The world is filled with various forms of information-rich texts, ranging from newspaper articles, research papers, and technical manuals to online blogs and social media posts. With the increasing availability of diverse informational texts, it’s crucial for educators to implement strategies that help students develop close reading skills. This article will discuss the importance of incorporating informational text into close reading instruction and provide useful tips for achieving this integration in the classroom.

The Importance of Informational Text in Close Reading

Informational texts play a significant role in student learning as they expose students to different types of content and encourage critical thinking skills. Engaging with informational texts enables students to analyze complex issues, form opinions based on evidence, compare multiple perspectives, and apply their findings within and beyond the classroom context. Moreover, mastering informational text comprehension plays a critical part in preparing students for college-level reading and their future careers.

Strategies for Integrating Informational Text into Close Reading Instruction

1. Select relevant and engaging texts: To foster interest and curiosity among students, it’s important to choose a variety of age-appropriate informational texts that appeal to diverse interests. These texts should also align with curriculum standards and build on students’ prior knowledge.

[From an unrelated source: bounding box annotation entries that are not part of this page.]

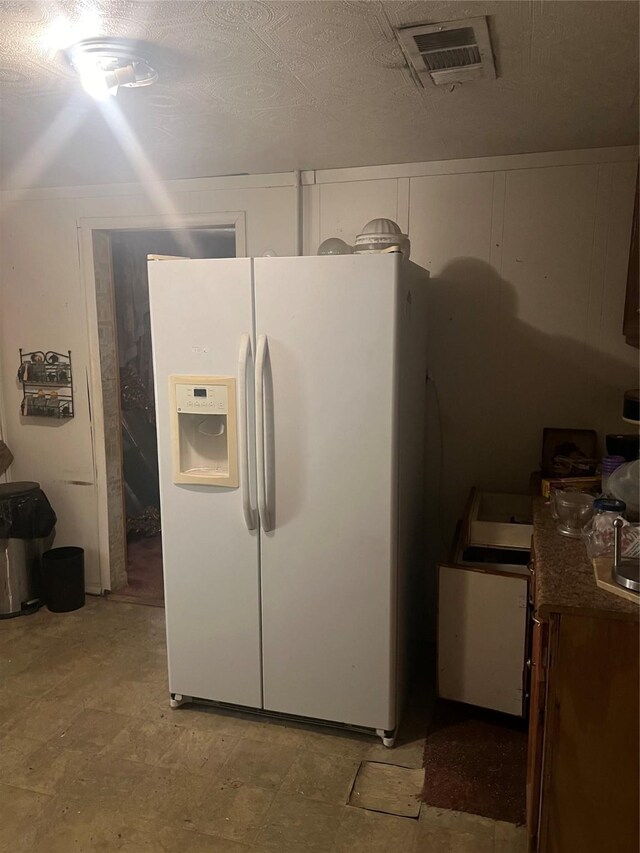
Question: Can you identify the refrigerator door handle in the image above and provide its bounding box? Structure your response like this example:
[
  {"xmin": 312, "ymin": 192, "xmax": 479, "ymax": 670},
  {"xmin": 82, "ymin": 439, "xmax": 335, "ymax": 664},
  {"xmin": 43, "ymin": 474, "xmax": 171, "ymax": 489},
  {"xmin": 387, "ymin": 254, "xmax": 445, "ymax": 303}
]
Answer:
[
  {"xmin": 255, "ymin": 335, "xmax": 271, "ymax": 533},
  {"xmin": 238, "ymin": 335, "xmax": 258, "ymax": 530}
]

2. Develop text-dependent questions: To promote close reading and analytical thinking, design instructional activities that require students to examine textual evidence in order to answer questions about a particular topic or concept. By structuring these questions in a scaffolded manner (from basic recall to higher-order thinking), teachers can gradually guide students toward deeper understanding.

3. Model annotation techniques: Teach students how to actively engage with the text by using annotation strategies. These may include highlighting (or underlining), jotting down notes or questions in the margins, or using symbols to indicate connections between ideas.

4. Encourage group discussions: Provide opportunities for learners to share their thoughts, understanding, and interpretations about the text with their peers. Group discussions not only consolidate learning but also allow students to develop listening and speaking skills by justifying and defending their perspectives.

5. Teach vocabulary skills: Strengthen students’ vocabulary knowledge by encouraging them to identify and explore unfamiliar words and phrases in context. This skill will aid in decoding the meaning of complex texts, improving overall comprehension.

6. Make connections to other texts and disciplines: Foster interdisciplinary understanding by guiding students to compare and contrast themes, ideas, or concepts across different informational texts or subject areas. This approach can reinforce connections between various disciplines, deepening the overall understanding of a topic.


Incorporating informational text into close reading instruction not only develops essential literacy skills, but also prepares students for academic success and beyond. By selecting engaging texts, designing compelling questions, modeling annotation techniques, encouraging group discussions, teaching vocabulary skills, and making interdisciplinary connections, educators can enrich the learning experience while fostering critical thinking and analysis.